Automatic block threading
DIY can automatically execute multiple blocks resident in memory concurrently if allowed to have access to more than one thread. Similar to automatically switching from in-core to out-of-core, DIY can thread blocks automatically with no change to the program logic, and without recompiling if the number of threads is provided as a command-line argument.
DIY's threading is fairly coarse-grained: one thread executes an entire callback function provided to
diy::Master::foreach()
. Because each block is a separate object, and all state is maintained in the block, DIY's
automatic threading is inherently thread-safe. Within a block callback function, the user is also free to write
finer-grain custom threaded code, assuming that adequate harware resources exist for DIY's threads and the user's, and
that there are no conflicts between different thread libraries (DIY uses pthreads).
DIY's threading feature can also be combined with out-of-core execution.
Block
No changes are required to the block structure described in the Initialization module .
struct Block
{
static void* create() { return new Block; }
static void destroy(void* b) { delete static_cast<Block*>(b); }
// your user-defined member functions
...
// your user-defined data members
...
}
Master
Recall from Initialization that diy::Master owns and manages the blocks that are assigned to the
current MPI process. It also executes callback functions on blocks, which is where computations on blocks occur.
To execute callback functions on multiple blocks resident in memory concurrently, simply change the num_threads
argument to Master
to a value greater than 1. For example, assume we have a program with 32 total blocks, run on 8 MPI
processes. DIY's Assigner
will assign 32 / 8 = 4 blocks to each MPI process. Assume all 4 blocks fit in memory. Assume
we can allow DIY 2 threads for executing callback functions.
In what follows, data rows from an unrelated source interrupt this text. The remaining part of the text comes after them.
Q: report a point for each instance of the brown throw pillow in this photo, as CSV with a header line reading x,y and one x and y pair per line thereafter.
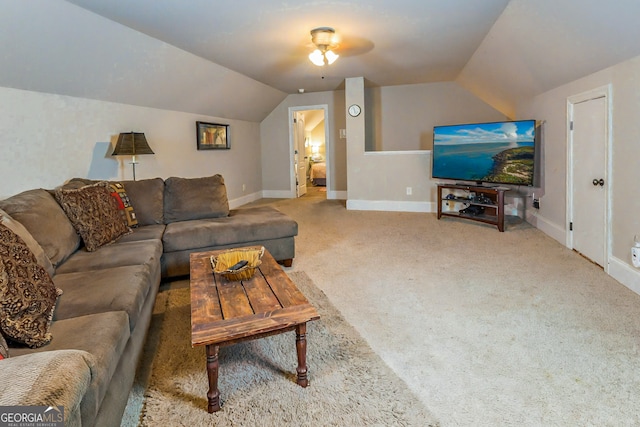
x,y
93,213
27,293
124,204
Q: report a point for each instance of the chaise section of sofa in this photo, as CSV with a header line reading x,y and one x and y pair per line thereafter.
x,y
100,320
105,307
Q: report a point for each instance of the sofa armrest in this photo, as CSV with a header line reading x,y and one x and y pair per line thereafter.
x,y
48,378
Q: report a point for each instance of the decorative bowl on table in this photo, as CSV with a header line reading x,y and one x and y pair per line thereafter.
x,y
237,264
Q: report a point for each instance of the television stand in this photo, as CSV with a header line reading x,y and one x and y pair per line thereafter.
x,y
473,202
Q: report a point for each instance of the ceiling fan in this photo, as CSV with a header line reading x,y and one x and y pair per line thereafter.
x,y
324,38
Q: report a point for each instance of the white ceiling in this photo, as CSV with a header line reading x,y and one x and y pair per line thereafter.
x,y
503,51
388,42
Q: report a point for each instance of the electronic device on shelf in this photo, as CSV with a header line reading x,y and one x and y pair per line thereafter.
x,y
485,153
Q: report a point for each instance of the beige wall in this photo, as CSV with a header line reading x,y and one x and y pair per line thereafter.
x,y
625,203
402,117
48,139
58,47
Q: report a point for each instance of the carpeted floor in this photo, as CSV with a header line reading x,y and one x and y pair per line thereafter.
x,y
486,328
350,385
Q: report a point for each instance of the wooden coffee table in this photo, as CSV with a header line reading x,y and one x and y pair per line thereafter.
x,y
225,312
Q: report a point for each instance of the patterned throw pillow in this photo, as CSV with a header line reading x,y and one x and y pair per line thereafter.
x,y
93,213
124,204
27,293
4,348
34,246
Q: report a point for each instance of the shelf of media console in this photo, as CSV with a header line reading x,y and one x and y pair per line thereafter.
x,y
496,194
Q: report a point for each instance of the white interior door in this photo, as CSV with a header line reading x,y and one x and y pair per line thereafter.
x,y
300,160
589,180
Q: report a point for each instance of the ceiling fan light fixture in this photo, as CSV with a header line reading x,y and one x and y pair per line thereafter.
x,y
317,58
331,57
323,38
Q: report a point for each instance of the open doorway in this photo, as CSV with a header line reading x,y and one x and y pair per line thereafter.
x,y
309,148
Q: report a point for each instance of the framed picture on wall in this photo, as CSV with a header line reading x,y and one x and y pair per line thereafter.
x,y
212,136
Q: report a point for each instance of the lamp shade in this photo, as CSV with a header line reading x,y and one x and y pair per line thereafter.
x,y
131,144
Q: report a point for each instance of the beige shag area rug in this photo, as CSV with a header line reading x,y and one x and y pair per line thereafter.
x,y
349,384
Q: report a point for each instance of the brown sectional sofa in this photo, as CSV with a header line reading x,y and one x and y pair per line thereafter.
x,y
100,321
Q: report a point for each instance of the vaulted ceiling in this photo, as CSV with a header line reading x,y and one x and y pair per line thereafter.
x,y
502,50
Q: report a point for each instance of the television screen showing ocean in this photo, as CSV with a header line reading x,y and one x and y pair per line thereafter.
x,y
468,161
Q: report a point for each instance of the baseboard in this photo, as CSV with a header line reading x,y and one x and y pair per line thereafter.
x,y
389,205
625,274
244,200
549,228
337,195
277,194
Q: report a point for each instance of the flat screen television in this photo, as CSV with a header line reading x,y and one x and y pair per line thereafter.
x,y
494,153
In this case, rather than DIY stepping serially through
the 4 blocks in a process each time a callback function is called, DIY will only make two iterations through the local
blocks; in each iteration two blocks will execute their callbacks concurrently.
If Block
is defined as above, the first part of the code looks like this.
#include <diy/assigner.hpp>
#include <diy/master.hpp>
int main(int argc, char* argv[])
{
diy::mpi::environment env(argc, argv); // diy's version of MPI_Init
diy::mpi::communicator world; // diy's version of MPI communicator
int nprocs = 8; // total number of MPI ranks
int nblocks = 32; // total number of blocks in global domain
int num_threads = 2; // number of threads DIY is allowed to use
diy::ContiguousAssigner assigner(nprocs, nblocks); // assign blocks to MPI ranks
diy::Master master(world, // communicator
num_threads, // number of threads DIY is allowed to use
-1, // all blocks remain in memory in this example
&Block::create, // block create function
&Block::destroy); // block destroy function
...